# Advice on swap size?



## jfh3 (Apr 15, 2004)

Searched, but can't find a discussion on this ..

Can anyone tell me what impact the swap size has on an upgraded drive?

Is bigger better? 

(I know what swapping is in general for computers, but I don't know how Tivo uses it)

More specifically, as the size of the target hard drive gets larger (e.g. 500GB, 750GB, 1TB), should the swap file size grow too?

Thanks !


----------



## windracer (Jan 3, 2003)

From the MFSLive FAQ:



> How much Linux swap space is right for my drive?
> TiVo hard drives can have up to 16 partitions. Partition 8 is called linux swap partition. A bug in the old mfstools is fixed in this release so you can setup size greater than 127MB without using other tools. There are few schools of thought on this.

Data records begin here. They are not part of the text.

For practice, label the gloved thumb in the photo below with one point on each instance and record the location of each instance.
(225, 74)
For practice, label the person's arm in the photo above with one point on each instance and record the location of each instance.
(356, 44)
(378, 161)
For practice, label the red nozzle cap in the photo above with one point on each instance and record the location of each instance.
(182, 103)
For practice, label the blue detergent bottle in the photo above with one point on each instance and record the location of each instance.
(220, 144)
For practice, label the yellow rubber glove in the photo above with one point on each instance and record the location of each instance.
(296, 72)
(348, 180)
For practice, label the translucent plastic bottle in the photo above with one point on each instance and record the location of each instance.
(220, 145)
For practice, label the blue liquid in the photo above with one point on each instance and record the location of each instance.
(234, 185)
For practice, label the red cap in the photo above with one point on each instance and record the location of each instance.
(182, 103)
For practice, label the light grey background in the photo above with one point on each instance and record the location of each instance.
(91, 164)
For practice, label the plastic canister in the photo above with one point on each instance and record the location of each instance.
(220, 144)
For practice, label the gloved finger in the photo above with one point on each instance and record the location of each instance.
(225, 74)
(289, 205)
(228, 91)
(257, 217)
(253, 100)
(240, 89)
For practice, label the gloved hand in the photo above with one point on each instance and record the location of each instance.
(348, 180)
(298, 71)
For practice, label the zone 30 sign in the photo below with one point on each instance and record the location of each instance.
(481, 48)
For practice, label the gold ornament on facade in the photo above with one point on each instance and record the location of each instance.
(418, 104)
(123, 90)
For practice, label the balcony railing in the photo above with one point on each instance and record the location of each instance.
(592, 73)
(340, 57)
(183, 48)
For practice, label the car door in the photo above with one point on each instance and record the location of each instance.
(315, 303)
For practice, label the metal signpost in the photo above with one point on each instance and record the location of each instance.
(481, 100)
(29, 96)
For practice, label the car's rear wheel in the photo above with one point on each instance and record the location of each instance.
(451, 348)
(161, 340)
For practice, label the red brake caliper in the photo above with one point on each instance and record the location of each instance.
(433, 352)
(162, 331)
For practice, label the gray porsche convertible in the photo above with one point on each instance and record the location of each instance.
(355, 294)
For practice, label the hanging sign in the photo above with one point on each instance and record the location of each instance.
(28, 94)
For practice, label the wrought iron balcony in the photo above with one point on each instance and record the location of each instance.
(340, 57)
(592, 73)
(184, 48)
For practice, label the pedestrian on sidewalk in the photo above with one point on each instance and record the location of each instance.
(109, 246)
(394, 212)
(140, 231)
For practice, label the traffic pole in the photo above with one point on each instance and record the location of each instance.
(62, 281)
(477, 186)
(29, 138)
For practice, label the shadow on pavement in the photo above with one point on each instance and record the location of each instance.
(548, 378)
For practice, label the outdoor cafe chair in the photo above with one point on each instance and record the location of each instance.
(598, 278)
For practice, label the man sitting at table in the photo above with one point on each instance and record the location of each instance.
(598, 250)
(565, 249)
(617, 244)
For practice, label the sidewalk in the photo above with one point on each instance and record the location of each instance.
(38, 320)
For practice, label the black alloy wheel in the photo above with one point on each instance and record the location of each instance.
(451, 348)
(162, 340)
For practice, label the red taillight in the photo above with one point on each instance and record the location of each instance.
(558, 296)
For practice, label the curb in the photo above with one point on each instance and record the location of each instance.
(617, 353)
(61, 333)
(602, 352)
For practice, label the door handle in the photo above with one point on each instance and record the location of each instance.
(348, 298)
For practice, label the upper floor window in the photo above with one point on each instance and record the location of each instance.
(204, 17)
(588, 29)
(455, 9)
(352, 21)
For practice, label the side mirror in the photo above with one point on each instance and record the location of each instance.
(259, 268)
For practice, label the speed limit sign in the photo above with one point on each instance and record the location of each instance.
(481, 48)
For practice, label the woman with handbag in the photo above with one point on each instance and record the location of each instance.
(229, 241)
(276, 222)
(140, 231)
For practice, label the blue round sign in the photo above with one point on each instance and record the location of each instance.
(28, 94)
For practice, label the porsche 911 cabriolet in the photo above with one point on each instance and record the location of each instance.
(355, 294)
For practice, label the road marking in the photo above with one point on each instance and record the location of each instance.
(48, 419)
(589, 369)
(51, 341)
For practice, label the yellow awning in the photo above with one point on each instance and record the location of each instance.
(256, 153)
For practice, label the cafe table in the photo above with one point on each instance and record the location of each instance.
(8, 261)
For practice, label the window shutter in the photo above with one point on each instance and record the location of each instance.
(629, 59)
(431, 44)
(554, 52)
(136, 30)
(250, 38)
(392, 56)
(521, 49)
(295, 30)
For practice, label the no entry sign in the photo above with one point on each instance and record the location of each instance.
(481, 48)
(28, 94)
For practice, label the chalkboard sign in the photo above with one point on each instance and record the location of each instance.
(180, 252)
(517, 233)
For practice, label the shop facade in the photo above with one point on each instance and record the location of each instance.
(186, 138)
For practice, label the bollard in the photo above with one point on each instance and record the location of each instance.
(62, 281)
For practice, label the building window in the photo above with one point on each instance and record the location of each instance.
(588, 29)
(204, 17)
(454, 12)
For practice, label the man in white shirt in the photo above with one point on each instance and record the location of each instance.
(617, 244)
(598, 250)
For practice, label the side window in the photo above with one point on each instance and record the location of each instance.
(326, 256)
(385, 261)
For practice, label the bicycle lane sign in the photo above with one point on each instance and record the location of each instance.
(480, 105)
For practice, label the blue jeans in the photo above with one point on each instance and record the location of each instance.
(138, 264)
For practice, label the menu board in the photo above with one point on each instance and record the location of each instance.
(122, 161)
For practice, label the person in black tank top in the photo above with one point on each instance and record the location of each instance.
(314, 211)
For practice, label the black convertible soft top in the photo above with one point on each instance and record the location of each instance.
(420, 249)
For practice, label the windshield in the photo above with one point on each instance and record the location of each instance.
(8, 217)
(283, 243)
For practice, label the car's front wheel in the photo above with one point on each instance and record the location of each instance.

Older Series 1 guide line was to set it 1/2 of the hard drive size and use MB. So, for a 300GB hard drive use 150MB. The reason is if there is a GSOD error (green screen of death), it requires proper size to be able to recover from the error. If there is not enough swap space, your Tivo will go into GSOD cycle and never get out of it. But for Series 2, it's not clear anymore. For new Series 2 with big hard drives(250GB), TiVo sets up at 128MB. For linux guide lines, swap space is set at 2x ram size. If you have a hacked Tivo, you can run "free" and get the swap size and ram size.


_edit:_ ah, I see you posted over in the MFSLive forums as well.


----------



## ciper (Nov 4, 2004)

I can tell you with 100% confidence that 127mb of swap is not enough for 400gb of disk space. The GB/2000 method mentioned about seems to be the consensus but I went for a GB/1000 ratio to be safe. 

Think of the drive size you are using. Even setting up 1gb of swap is only a tiny percentage of your overall space so why skimp?

What type of Tivo are you asking this question in regards to? Realize many of the early kernels do not support version 1 swap headers.


----------



## jfh3 (Apr 15, 2004)

The boxes I'm most interested in are the Tivo HD and Series 3.


----------



## captain_video (Mar 1, 2002)

The general concensus on swap size is 1MB for each 2GB of storage. Therefore, for a 500GB drive you'd want a 250MB swap file.


----------